At the conference Emerging Technologies in Academic Libraries 2015 (#emtacl15) in Trondheim we (Larry Johnson from New Media Consortium and me) had the opportunity to present and discuss some challenges in a workshop session. In a first step we asked participants to write topics that they think are important on cards and pin them on a pinboard. In the end we had a good starting point for our workshop: a lot of suggestions and some remarks on the whiteboard.
In the workshop we started with a voting: participants were asked to vote for their two favorite topics.
And these were the winners of this informal voting (by raising hands):
- new ways of presenting digital content
- user perspective and experience
- engaging users
- beyond publications (> data, research data…)
- communication with scholars
and with each ten votes:
- library as a place
- radical change
- new roles of librarians
In a next step participants could discuss one of these topics at a round table for 15-20 minutes, then change to a second table with another topic. Some discussions were a follow up to presentations and talks during the conference. So there had been several presentations on the issue of making digital content visible to patrons. Also user experience and new approaches to management (radical change) was discussed in some presentations and keynotes.
And this is a short overview on the outcome of the discussions:
Libraries should start with better understanding their users needs and behaviour. They should be ready to rethink their services and focus on users needs. Patrons can and should be engaged in different ways: libraries become a marketplace and/or a lab. We talked about experimenting with and evaluation and providing tools to students – as it was shown by Adam Blackwood in his presentation. This was also discussed at the table on library as a place. So many of these topics were somehow „intertwingled“ (see keynote speaker Peter Morville’s blog): new services based on user needs were connected to the library as a place, to the new roles of librarians and to the need for radical change.
Some of the outcome of the discussions was integrated in the wiki for the ongoing work on the Horizon Report 2015 Library Edition:
I added for example some thoughts on the need for radical change: I want to give here a short input from the conference #emtacl15: we heard several keynotes on new forms of management (agile, management 3.0, institutions as ecosystems and similar concepts). For me it was clear that most libraries are far away from these agile, dynamic forms of organization. They are mostly still hierarchical and linear. In this way they won’t be able to interact successfully with external partners (i.e. from research) that are organized in a different way.

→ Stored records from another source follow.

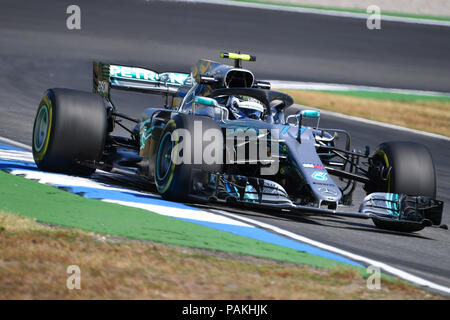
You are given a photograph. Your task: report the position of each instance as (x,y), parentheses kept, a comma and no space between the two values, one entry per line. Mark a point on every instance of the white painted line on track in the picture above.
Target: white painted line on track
(369,262)
(325,12)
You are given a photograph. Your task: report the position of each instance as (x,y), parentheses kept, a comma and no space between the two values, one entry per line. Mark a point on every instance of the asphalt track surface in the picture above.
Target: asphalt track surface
(37,51)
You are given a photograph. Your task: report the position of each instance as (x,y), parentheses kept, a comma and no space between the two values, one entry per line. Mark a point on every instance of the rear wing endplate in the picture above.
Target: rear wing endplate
(107,76)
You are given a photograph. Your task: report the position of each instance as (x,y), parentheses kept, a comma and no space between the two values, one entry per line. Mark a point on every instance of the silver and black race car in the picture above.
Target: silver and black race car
(222,136)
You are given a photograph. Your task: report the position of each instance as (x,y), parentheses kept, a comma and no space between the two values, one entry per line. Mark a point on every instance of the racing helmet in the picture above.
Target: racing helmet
(243,107)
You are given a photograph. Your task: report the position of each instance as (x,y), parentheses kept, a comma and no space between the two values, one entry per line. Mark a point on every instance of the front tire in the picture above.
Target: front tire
(70,127)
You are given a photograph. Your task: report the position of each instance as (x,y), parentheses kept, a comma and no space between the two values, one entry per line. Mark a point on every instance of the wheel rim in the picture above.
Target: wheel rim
(41,128)
(164,158)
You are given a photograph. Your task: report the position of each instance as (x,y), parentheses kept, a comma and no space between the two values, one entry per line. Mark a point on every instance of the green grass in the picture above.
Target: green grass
(386,13)
(50,205)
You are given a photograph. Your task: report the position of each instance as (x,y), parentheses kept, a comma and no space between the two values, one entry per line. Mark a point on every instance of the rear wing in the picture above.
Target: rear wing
(107,76)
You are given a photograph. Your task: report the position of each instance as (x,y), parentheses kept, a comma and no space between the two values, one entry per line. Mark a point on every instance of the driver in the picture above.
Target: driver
(242,107)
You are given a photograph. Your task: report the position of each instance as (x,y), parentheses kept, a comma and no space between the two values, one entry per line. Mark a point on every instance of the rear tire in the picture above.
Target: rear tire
(70,126)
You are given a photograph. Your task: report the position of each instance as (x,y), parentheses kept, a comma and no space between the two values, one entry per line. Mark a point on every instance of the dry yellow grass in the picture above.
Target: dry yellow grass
(430,116)
(34,260)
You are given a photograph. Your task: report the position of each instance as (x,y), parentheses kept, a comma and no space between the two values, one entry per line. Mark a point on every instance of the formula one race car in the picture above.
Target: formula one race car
(222,136)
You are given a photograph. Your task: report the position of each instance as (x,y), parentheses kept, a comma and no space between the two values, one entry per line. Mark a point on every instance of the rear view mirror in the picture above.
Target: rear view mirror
(205,101)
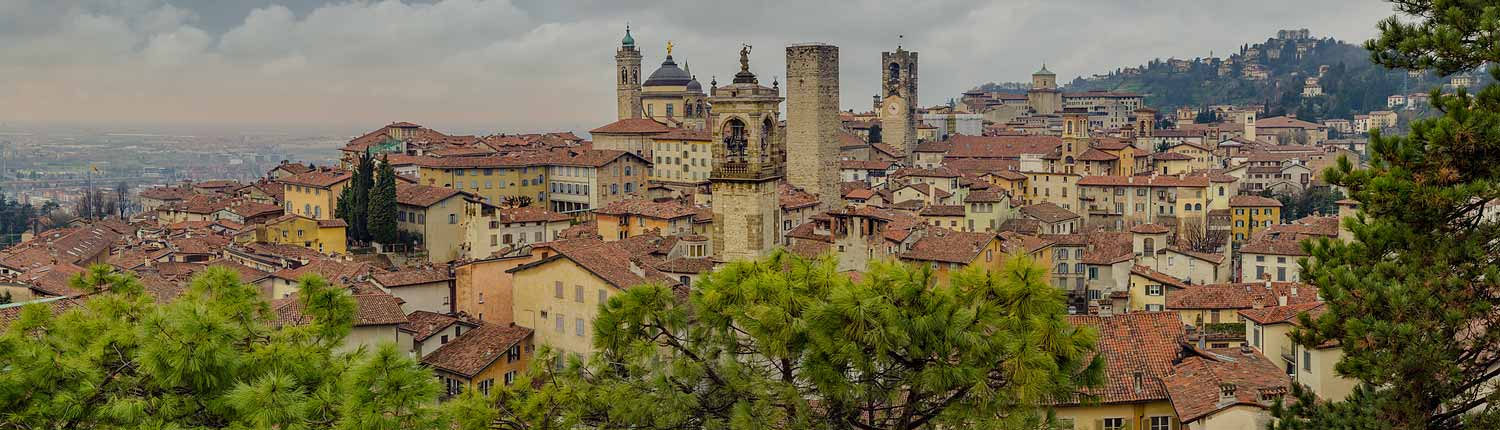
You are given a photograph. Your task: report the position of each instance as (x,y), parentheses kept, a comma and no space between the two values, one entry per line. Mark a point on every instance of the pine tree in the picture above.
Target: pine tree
(212,358)
(1412,298)
(383,206)
(794,343)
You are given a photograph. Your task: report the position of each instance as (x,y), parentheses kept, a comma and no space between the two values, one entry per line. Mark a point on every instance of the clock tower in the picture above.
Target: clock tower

And they aren’t ready for radical change. You can’t find out a new business model if you are stuck to old structures and think in closed patterns. Daniel Forsman showed a positive example from Chalmers library: Oh, so we should change the way we work? (his prestentation on slideshare).
And on the challenge „meeting patrons needs in the digital age“:
- Again an input from the #emtacl15 conference: we talked a lot about user experience to be in the focus of library work. It starts with knowing what users really do and then to find out what they want and what they need. Observation methods give interesting insights into user behavior. Then users should be able to participate in the development of new services, i.e. in focus groups. And some speakers showed examples of how agile prototyping could be a way how to develop new services.
- And I would like to add another aspect: the need for engaging patrons. There are new concepts of participating patrons in the creation of new services. And another newer concept is connected to the makerspaces: libraries should give possibilities to explore new technologies and experimenting with them. So the library becomes a lab. At #emtacl15 there were examples from University of Manchester Library’s DigiLab or from University of Oslo Library.
Most of the conference presentations are or will be available on the emtacl-homepage.